Reinforcement Learning and Fine-Tuning have historically been treated as separate solutions to separate problems. However, DeepSeek-R1-Zero demonstrated that pure reinforcement learning could be used in place of supervised fine-tuning to achieve domain and task specialization with near state-of-the-art performance.

Reinforcement Fine-Tuning (RFT) is a new alternative to Supervised Fine-Tuning (SFT) that applies reinforcement learning to supervised tasks, improving model performance on specific tasks and domains. As the method used to fine-tune DeepSeek v3 into DeepSeek-R1-Zero, RFT marks a paradigm shift for the industry, opening up new domains and use cases previously considered incompatible with SFT, and able to achieve meaningful performance gains with as few as a dozen examples.

Does this mean SFT is dead? Long live RFT? Well, not exactly…

From our team’s testing over the past month, we’ve identified three sufficient conditions for choosing RFT over SFT for fine-tuning:

1. You don’t have labeled data, but you can verify the correctness of the output (e.g., transpiling source code).
2. You do have some labeled data, but not much (rule of thumb: less than 100 labeled examples).
3. Task performance improves significantly when you apply chain-of-thought (CoT) reasoning at inference time.

In this blog, we’ll explain the key differences between RFT and SFT, and break down how the above factors become the criteria for selecting one approach over the other. We’ll walk through various experiments that show how RFT compares to SFT across a variety tasks and quantities of training data. By the end of the blog, you’ll have a simple framework for deciding whether one method is more suitable than the other for your real world use cases, and actionable next steps for getting started with both RFT and SFT.

Bonus: you can try the RFT LoRA we trained (discussed below) yourself. Find it here on Hugging Face.

RFT vs SFT: What are the Differences?

By now most of us have tried — or at least heard of — SFT (supervised fine-tuning). The process starts with a labeled training dataset consisting of prompt and completion pairs, and the objective of the training process is to adjust the weights of (or a LoRA adapter wrapping) the base model to more consistently generate output that matches the target completion from the training data. The entire process is an offline learning algorithm, meaning that the dataset is static throughout the fine-tuning run. This limits model performance: the best the model can do is perfectly mimic the training data.

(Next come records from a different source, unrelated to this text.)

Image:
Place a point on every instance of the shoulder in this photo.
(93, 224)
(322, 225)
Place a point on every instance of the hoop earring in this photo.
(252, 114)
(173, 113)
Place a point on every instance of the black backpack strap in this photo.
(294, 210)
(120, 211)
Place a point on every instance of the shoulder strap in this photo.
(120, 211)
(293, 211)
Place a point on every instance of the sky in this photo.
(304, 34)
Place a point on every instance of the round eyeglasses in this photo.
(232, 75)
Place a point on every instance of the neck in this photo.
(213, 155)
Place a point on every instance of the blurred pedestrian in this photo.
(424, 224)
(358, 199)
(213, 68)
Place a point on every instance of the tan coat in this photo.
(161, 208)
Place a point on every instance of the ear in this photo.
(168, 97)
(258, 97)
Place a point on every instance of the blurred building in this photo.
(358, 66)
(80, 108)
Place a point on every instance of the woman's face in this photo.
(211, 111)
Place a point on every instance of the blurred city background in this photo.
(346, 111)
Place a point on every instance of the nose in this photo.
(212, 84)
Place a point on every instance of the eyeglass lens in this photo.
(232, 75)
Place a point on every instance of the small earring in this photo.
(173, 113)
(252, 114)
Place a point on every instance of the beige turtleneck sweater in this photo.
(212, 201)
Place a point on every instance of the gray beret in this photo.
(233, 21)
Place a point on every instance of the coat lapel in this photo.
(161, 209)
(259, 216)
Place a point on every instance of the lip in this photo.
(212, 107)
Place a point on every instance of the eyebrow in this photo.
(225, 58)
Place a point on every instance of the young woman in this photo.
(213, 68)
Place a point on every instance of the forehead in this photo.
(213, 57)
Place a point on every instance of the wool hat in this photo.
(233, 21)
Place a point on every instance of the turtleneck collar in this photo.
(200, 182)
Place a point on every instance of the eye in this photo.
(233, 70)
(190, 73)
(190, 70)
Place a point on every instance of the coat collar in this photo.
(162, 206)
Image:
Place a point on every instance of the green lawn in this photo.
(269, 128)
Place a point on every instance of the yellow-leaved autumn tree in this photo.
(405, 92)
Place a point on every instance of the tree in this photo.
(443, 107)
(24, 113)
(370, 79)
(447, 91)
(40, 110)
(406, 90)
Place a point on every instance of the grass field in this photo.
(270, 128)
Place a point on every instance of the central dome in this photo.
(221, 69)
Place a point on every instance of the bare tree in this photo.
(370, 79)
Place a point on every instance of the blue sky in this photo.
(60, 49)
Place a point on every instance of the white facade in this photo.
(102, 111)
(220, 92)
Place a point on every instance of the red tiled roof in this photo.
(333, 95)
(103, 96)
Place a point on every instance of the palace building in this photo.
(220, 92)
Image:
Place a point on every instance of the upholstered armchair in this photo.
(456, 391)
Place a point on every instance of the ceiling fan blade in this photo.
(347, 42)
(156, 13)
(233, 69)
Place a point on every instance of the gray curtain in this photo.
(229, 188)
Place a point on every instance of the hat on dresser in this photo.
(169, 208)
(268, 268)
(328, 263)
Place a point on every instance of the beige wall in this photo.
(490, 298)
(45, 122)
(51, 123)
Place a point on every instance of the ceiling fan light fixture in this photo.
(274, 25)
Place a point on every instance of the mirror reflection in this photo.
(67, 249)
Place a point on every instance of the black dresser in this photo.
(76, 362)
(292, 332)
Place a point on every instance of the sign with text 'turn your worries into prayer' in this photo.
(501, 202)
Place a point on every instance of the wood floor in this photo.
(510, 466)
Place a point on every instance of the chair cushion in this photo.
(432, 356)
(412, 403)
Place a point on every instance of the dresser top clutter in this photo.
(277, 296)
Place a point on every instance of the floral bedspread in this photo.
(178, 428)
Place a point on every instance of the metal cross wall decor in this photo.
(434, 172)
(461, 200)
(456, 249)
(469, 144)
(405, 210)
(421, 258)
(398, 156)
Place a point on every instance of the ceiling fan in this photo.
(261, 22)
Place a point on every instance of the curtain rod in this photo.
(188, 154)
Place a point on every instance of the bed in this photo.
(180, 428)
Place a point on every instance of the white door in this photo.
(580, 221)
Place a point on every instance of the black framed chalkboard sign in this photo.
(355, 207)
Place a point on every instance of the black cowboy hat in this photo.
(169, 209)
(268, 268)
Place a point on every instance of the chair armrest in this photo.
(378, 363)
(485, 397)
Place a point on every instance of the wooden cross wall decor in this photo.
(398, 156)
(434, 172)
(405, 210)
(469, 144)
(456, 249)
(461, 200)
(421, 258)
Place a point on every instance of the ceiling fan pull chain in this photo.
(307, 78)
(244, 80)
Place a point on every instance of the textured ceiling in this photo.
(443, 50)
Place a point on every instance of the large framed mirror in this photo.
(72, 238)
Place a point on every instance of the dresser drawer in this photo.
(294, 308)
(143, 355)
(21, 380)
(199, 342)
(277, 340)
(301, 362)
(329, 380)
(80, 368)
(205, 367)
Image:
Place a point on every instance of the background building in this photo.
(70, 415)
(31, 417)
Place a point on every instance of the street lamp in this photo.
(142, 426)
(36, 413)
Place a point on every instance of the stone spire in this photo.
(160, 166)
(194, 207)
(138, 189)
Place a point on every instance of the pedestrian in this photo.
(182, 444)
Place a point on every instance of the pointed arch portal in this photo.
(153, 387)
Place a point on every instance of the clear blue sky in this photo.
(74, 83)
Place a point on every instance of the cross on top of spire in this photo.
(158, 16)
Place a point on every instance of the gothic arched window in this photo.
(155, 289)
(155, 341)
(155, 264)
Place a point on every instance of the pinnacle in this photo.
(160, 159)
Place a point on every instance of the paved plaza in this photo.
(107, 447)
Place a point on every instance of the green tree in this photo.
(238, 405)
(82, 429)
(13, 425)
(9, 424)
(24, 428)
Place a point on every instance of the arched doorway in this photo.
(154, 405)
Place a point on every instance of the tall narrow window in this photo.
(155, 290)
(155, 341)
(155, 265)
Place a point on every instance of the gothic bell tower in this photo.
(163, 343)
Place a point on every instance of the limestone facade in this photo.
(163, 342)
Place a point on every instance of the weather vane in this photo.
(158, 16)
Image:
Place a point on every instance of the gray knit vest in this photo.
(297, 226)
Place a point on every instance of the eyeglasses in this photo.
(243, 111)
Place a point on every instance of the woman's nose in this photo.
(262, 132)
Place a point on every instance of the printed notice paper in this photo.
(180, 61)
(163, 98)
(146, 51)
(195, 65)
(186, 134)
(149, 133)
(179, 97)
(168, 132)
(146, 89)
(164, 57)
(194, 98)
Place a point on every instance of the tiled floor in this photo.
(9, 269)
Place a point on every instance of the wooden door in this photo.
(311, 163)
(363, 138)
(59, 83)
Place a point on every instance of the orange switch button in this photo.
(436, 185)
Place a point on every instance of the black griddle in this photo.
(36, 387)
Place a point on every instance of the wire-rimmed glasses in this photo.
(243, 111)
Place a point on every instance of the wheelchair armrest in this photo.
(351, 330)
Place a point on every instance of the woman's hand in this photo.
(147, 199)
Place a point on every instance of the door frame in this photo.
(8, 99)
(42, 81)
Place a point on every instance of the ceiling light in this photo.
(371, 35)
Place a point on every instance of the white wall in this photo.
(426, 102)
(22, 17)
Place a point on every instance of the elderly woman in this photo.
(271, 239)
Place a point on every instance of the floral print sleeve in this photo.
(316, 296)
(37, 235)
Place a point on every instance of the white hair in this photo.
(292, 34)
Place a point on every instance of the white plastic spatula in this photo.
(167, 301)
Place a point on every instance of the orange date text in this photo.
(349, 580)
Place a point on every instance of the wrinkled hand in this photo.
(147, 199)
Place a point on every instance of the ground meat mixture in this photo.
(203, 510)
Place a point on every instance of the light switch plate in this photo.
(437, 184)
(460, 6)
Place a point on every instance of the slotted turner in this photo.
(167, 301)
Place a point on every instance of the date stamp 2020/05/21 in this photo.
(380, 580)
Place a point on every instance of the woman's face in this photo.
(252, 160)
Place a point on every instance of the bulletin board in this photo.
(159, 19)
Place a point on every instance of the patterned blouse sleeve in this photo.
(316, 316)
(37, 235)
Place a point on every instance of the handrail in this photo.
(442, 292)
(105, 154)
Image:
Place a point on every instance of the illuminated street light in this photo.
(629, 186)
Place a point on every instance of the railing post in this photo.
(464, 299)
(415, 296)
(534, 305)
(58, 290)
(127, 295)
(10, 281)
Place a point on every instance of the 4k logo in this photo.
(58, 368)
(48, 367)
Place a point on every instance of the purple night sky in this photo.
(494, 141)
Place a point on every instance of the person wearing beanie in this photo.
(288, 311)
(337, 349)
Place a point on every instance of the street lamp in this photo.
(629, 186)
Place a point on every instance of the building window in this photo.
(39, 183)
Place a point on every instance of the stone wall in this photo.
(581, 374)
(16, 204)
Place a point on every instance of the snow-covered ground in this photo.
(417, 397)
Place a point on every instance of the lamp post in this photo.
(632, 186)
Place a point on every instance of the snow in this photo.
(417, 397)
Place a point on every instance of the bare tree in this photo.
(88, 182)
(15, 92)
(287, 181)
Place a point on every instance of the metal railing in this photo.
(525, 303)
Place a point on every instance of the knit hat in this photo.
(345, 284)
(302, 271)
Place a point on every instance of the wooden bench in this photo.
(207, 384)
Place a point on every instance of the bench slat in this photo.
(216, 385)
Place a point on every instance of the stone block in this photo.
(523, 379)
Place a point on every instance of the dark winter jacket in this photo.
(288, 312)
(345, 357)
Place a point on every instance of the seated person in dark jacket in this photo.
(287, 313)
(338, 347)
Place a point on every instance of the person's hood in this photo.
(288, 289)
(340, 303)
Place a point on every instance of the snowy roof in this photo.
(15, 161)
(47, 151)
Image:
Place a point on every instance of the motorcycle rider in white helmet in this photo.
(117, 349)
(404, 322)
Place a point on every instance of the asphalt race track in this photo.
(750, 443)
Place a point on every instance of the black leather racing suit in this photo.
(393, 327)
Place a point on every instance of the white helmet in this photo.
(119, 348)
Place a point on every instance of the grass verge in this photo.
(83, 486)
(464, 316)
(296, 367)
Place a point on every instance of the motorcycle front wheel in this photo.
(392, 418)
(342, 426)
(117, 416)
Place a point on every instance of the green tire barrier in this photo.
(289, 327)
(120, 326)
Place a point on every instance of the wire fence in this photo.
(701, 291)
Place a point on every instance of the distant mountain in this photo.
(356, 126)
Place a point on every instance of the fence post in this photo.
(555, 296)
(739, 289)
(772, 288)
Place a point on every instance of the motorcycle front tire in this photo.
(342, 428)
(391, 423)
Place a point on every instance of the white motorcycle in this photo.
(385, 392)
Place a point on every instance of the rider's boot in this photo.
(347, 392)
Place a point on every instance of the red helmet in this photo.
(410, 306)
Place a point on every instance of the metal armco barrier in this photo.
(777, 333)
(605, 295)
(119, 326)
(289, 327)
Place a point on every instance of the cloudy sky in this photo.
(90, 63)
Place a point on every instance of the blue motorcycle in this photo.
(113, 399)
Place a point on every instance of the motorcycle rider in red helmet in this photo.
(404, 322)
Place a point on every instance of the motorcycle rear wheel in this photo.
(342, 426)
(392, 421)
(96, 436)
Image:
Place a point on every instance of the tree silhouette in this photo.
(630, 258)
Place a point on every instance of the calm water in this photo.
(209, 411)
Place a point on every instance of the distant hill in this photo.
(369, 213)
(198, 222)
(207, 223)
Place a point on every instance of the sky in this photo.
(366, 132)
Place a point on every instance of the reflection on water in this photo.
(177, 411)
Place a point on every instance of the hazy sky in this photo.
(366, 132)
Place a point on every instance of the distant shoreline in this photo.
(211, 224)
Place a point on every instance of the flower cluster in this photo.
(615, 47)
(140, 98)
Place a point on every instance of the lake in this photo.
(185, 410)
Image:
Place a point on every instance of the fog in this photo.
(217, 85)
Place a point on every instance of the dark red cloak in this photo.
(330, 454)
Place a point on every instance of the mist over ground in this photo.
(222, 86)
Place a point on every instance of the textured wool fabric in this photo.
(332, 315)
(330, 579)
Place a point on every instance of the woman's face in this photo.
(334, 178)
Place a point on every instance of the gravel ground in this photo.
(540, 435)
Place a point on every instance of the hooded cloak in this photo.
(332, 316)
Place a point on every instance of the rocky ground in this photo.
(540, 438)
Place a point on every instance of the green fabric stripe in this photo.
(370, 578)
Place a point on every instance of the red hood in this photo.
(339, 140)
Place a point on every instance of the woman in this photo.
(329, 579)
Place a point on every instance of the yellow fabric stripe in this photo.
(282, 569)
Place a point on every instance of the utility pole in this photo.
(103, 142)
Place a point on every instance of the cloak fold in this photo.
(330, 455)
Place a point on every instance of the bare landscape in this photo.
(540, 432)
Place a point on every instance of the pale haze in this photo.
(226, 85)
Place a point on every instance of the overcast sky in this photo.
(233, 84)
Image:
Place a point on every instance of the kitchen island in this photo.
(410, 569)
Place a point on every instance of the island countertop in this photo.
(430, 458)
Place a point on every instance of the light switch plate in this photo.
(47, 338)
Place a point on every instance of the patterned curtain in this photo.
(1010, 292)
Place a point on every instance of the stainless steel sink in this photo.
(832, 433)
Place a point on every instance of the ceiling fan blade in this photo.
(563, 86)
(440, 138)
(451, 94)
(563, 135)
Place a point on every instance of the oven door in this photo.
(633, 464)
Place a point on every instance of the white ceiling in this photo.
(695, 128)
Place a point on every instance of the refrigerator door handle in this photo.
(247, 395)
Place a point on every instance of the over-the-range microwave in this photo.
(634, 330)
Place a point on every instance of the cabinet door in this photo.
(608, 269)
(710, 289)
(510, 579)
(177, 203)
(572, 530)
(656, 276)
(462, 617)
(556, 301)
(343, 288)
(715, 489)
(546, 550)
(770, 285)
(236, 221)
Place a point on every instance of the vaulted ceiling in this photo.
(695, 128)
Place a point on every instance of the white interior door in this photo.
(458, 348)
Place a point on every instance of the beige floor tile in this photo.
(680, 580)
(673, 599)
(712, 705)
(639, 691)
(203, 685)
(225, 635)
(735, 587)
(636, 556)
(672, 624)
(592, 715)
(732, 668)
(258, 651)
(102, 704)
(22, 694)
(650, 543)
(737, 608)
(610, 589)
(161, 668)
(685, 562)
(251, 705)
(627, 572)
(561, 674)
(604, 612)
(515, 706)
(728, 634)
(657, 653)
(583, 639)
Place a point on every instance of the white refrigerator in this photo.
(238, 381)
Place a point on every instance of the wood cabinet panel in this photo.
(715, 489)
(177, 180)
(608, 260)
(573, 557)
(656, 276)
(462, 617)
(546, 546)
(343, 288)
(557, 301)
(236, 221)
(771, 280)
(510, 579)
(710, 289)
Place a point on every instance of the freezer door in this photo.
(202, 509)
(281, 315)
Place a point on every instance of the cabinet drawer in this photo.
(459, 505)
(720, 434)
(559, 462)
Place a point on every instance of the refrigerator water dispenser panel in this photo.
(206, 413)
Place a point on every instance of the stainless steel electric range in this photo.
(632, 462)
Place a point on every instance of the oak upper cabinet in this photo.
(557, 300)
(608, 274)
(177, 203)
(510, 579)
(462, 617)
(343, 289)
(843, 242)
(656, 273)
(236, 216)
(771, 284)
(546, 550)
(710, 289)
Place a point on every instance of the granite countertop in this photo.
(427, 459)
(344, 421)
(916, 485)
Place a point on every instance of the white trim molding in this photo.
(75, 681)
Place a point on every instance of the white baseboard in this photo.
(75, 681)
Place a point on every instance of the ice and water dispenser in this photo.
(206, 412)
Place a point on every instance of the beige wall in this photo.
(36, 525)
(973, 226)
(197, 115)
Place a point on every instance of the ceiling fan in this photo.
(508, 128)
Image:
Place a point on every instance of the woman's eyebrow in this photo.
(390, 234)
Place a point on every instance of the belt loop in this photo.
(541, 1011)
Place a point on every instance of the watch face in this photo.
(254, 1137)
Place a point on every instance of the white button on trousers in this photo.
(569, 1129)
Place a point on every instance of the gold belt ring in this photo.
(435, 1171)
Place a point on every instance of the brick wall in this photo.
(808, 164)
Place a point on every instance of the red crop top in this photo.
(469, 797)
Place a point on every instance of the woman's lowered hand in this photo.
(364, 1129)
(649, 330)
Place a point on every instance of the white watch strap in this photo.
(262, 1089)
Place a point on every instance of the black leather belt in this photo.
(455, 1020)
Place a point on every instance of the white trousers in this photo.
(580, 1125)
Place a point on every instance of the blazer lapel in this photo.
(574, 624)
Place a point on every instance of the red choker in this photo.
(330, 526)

SFT is an offline process in which the model iteratively learns to generate output that matches the ground truth from a static training dataset. Once this process converges, the final (or best) training checkpoint is deployed to production using an inference system like LoRAX.

RFT (reinforcement fine-tuning) — a term coined by OpenAI in late 2024 — is another name for a technique known as Reinforcement Learning with Verifiable Rewards, an approach pioneered by Ai2 with their work on Tülu 3 from November 2024. While reinforcement learning techniques like reinforcement learning from human feedback (RLHF) have been widely adopted by the LLM community for some time, RFT is unique in that it directly solves for the same type of problem as SFT: improving model performance on specific tasks where there exists a “correct” answer (rather than simply a preferred answer, as is the case with RLHF).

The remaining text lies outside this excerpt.